Ik heb de verrekijker lang geleden gekocht, nou ja, betaald. Mijn moeder doet zelf alleen bij hoge uitzondering boodschappen en stuurt me ook nu met de portemonnee met een paar honderd gulden naar de winkel om de verrekijker te halen en te betalen. Ik, nog lagere schoolkind hoor in de winkel dat hij er niet is, maar wel binnen een paar dagen verwacht wordt. Het is niet alleen een verrekijker, nee, het is ook een nachtkijker en vrij duur. Ik ben bang dat ik op mijn kop krijg wanneer ik zonder verrekijker thuis kom en stel de winkelier voor hem dan vast te betalen, dat scheelt in het incompleet uitvoeren van de opdracht want ik kom tenminste zonder geld terug. Ook zonder verrekijker, maar die kan over een paar dagen opgehaald. Thuis zo mijn verhaal gedaan, niemand die verder vragen stelt en na een paar dagen hebben we een verrekijker, let wel een nachtkijker waarmee je ook in de schemering heel ver kunt zien.

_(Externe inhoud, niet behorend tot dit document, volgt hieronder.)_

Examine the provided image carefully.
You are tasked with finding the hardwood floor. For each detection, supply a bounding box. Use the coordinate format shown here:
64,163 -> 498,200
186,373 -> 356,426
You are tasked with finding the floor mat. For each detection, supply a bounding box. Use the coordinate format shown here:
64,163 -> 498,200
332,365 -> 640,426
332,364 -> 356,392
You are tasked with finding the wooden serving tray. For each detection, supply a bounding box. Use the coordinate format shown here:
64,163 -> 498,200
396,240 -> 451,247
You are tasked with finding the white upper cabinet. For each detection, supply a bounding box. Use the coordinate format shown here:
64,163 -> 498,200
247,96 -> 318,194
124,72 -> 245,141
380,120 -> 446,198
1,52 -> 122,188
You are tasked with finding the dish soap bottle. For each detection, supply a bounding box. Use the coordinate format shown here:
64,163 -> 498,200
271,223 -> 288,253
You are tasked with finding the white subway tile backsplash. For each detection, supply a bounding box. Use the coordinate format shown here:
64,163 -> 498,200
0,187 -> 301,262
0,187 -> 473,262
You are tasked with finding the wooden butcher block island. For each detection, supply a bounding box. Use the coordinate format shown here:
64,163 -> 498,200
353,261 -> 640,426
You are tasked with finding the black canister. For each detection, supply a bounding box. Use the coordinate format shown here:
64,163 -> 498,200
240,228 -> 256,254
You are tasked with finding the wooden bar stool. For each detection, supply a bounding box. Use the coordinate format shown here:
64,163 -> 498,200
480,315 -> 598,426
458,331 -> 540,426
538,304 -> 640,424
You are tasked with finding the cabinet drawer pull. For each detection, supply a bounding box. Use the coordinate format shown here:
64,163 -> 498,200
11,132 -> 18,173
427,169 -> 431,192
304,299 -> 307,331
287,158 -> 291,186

De boerderij staat aan de dijk en op de zolder zijn voor ons slaapkamers gemaakt, die van mijn broers met een dakkapel. Vanuit de dakkapel kijk je uit over de polder. Zelfs zonder verrekijker is het uitzicht al schitterend. Vooral bij helder weer. De meest heldere dagen zijn zonnige dagen in februari. Het licht is dan prachtig, de lucht nog schoon en je kunt heel ver kijken.
Het land, het weiland behorend bij de boerderij, is heel goed te zien. Eerst is er voor het spoor, dan de spoorlijn met onze eigen spoorwegovergang. Dan over het spoor, dan de tiendweg, dan overtienigd, dan de kweldam, dan het broekland, dan de achterdijk waar ons land ophoudt en daarna de provinciale weg. Een boer, aan het werk in broekland is met het blote oog bijna niet te zien, maar met de verrekijker is zelfs het gereedschap dat hij gebruikt goed te onderscheiden.
Ik kijk meer naar de luchten en droom hierbij weg. Mijn moeder gebruikt de verrekijker anders. Mijn vader maakt graag een praatje met de andere boeren en wanneer hij aan het werk is, bijvoorbeeld in broekland en een andere boer kruist zijn pad, via de kweldammen dan wordt dit aangegrepen om urenlang allerlei wetenswaardigheden uit te wisselen. Mijn moeder klimt dus zo af en toe de trappen op naar de zolderkamer om door de ramen van de dakkapel te zien waar mijn vader is, en of hij werkt, of zijn tijd verkletst, zoals mijn moeder dit noemt.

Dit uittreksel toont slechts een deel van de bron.